July 1, 2009
Land Reform – where to next?
Ten years ago this month, the government’s Land Reform Policy Group published “Land Reform – Proposals for Legislation”. Ten years on from that, and five years after the Land Reform (Scotland) Act was passed, there seems to be a growing appetite not only to take stock of progress to date but to inject new energy and direction into this agenda. A number of LPL supporters came together recently to consider ways of taking this forward. They’ll be meeting again after the summer. Here’s a summary of who attended and what was said
Outcome of LPL meeting held June 16th to consider issues affecting progress around land reform/community assets agenda and proposals for how to proceed
Andy Milne Scottish Urban Regeneration Network
Andy Wightman Writer and researcher
Angus Hardie Local People Leading
Alistair McIntosh GalGael, Centre for Human Ecology
David Niven Individual (formerly Initiatives at the Edge)

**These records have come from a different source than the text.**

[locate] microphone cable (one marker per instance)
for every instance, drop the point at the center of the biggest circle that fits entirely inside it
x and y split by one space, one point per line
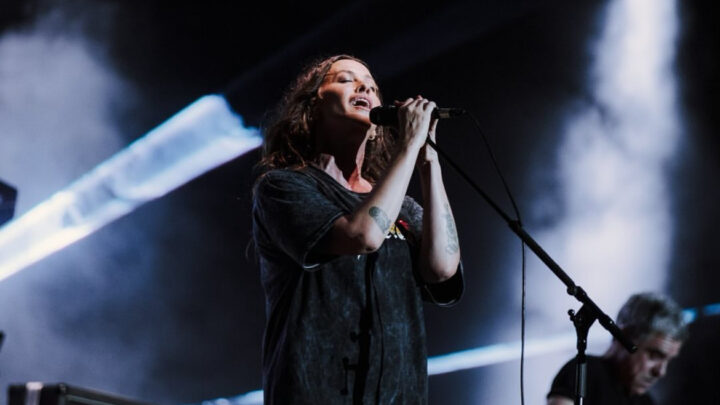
517 222
522 250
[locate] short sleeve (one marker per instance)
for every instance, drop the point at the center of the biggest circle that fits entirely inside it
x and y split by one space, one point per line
291 213
448 292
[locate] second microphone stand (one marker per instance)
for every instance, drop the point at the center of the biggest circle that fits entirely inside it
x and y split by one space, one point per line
588 313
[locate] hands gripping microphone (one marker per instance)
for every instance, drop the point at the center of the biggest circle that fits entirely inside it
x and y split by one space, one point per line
386 115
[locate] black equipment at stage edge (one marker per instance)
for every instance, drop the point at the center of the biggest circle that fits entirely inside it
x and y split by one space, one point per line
35 393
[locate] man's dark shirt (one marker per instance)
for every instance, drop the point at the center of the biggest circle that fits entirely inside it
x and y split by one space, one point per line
343 329
603 386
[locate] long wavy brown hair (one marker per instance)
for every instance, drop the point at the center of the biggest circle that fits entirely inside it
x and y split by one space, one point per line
290 136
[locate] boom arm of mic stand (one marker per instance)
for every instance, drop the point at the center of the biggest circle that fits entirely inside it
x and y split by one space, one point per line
572 289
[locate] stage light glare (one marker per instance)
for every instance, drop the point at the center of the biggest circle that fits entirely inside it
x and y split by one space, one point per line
200 137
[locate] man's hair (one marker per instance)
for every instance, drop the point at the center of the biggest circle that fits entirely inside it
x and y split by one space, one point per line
648 313
290 136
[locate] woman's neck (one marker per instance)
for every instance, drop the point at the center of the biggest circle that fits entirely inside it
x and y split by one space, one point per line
347 172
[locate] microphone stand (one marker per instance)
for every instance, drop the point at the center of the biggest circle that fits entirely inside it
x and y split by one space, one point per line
588 313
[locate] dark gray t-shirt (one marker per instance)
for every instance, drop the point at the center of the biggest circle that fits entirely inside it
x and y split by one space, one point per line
343 329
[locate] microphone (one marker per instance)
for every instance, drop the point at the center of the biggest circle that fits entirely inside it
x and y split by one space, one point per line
386 115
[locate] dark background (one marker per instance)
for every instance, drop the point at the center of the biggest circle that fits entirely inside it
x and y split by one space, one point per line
165 304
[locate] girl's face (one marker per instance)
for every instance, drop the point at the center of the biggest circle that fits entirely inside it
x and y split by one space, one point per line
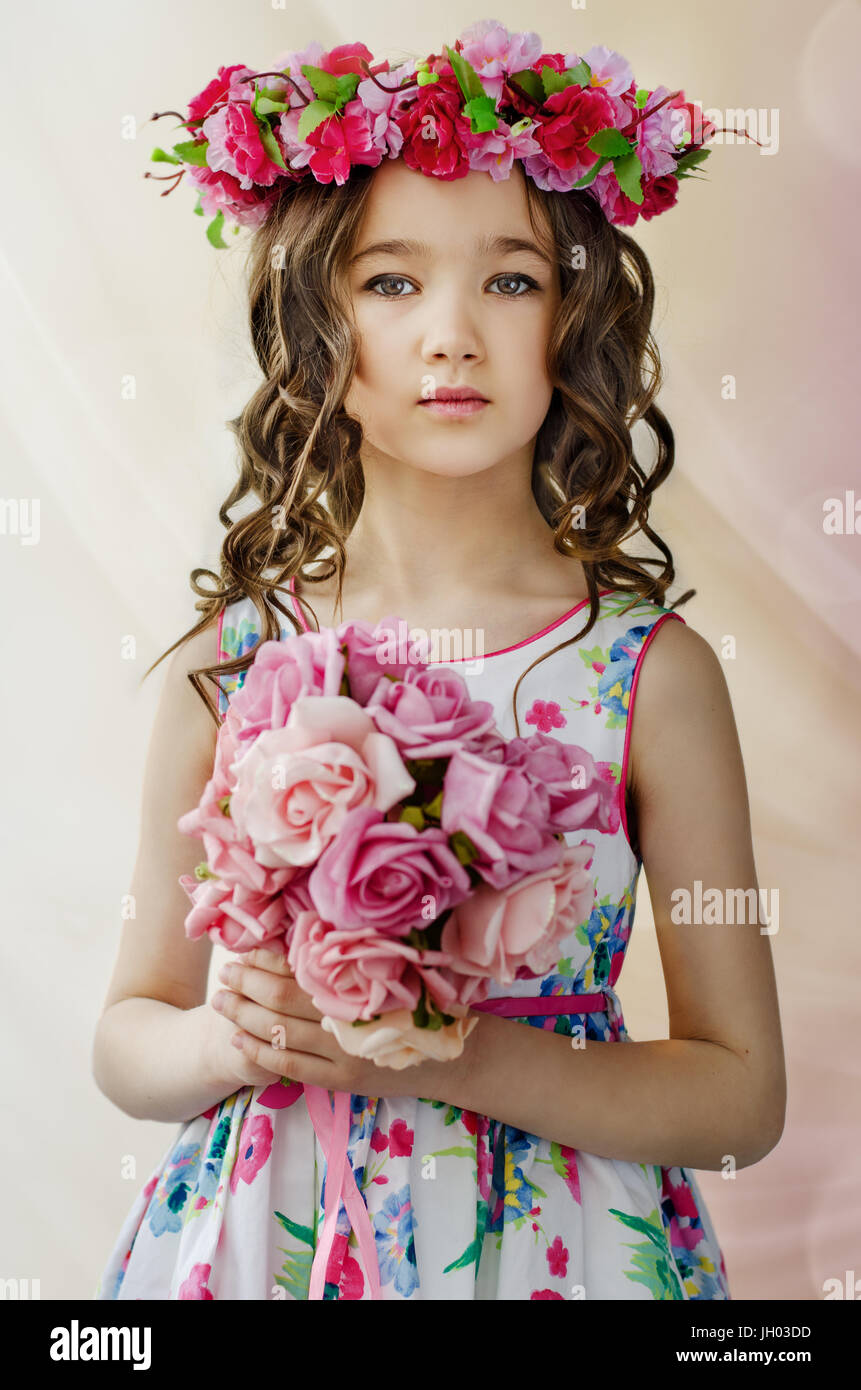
452 305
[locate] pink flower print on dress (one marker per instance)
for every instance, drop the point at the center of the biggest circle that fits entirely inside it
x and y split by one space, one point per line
196 1283
255 1147
557 1258
545 715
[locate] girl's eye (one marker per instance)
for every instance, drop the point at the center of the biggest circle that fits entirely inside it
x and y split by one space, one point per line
401 280
525 280
381 280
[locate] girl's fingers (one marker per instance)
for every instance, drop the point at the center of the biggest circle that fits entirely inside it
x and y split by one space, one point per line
278 1032
266 959
276 991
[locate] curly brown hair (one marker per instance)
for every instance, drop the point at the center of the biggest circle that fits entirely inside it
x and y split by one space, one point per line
296 441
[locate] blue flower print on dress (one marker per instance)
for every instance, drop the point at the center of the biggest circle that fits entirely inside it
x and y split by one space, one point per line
395 1244
615 672
167 1205
545 715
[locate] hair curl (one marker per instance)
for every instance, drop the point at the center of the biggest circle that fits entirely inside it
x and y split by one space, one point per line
296 441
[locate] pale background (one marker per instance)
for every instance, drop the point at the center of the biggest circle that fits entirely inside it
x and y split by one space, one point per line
757 271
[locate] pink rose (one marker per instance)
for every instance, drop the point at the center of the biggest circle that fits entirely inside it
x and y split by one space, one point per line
505 815
228 851
372 655
234 916
223 193
429 713
516 933
308 663
296 786
347 57
219 88
355 975
583 794
387 875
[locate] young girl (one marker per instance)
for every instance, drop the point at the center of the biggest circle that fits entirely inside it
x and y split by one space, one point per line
547 1161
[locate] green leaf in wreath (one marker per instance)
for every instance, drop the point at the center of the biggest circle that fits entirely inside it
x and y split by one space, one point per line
527 82
609 142
323 84
629 173
270 143
313 116
596 168
213 234
192 152
468 78
160 156
481 111
463 847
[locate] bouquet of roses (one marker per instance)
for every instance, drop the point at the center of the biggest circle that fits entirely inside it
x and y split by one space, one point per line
366 818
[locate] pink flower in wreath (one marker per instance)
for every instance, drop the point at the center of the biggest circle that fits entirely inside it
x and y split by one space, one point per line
235 145
253 1150
557 1258
196 1283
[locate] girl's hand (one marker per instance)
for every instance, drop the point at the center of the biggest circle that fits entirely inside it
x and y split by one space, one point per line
281 1034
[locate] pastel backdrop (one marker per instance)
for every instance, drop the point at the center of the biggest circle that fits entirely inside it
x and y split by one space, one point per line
103 281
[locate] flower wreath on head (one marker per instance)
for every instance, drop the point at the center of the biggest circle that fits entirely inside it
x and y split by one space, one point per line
575 123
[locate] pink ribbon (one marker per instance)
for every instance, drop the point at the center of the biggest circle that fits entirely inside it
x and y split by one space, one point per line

Frazer Scott Forward Scotland
Geri Smyth Transition Scotland Support
Helen Pank Federation of City farms and Community Gardens
Ian Cooke Development Trusts Association Scotland
Jon Hollingdale Community Woodlands Association
Natalie McCall Transition Arran / Glasgow Caledonian University
Norman MacAskill SCVO
Mark Lazzeri Assynt Foundation
Tom Black Development Trusts Association Scotland
Tom Graham Crofters Association, Tenant farmer
Wendy Reid Development Trusts Association Scotland
Other LPL supporters who noted their active interest:
Chris Mitchell Kinghorn Community Land Initiative
Cllr Bryan Stuart Aberdeenshire Council
James Hilder Mull and Iona Community Trust
Judy Wilkinson Scottish Allotments and Gardens Society
Neil Gerrard Community Land Unit
Pauline Gallagher Neilston Development Trust
Patricia Robertson Assynt Foundation
Robin Callander Independent specialist adviser
Main concerns expressed at meeting
· Government enthusiasm for land reform has cooled
· Land Reform (Scotland) Act 2003 is not delivering expected outcomes
· Previous commitment from Scottish Executive/ Scottish Government to review the operation and effectiveness of Land Reform Act has not been fulfilled
· Levels of investment in a comprehensive programme of community asset acquisition and development have stalled
· Standard of community capacity building per CLD is inadequate to meet the demands placed on community bodies in the pre and post acquisition of assets.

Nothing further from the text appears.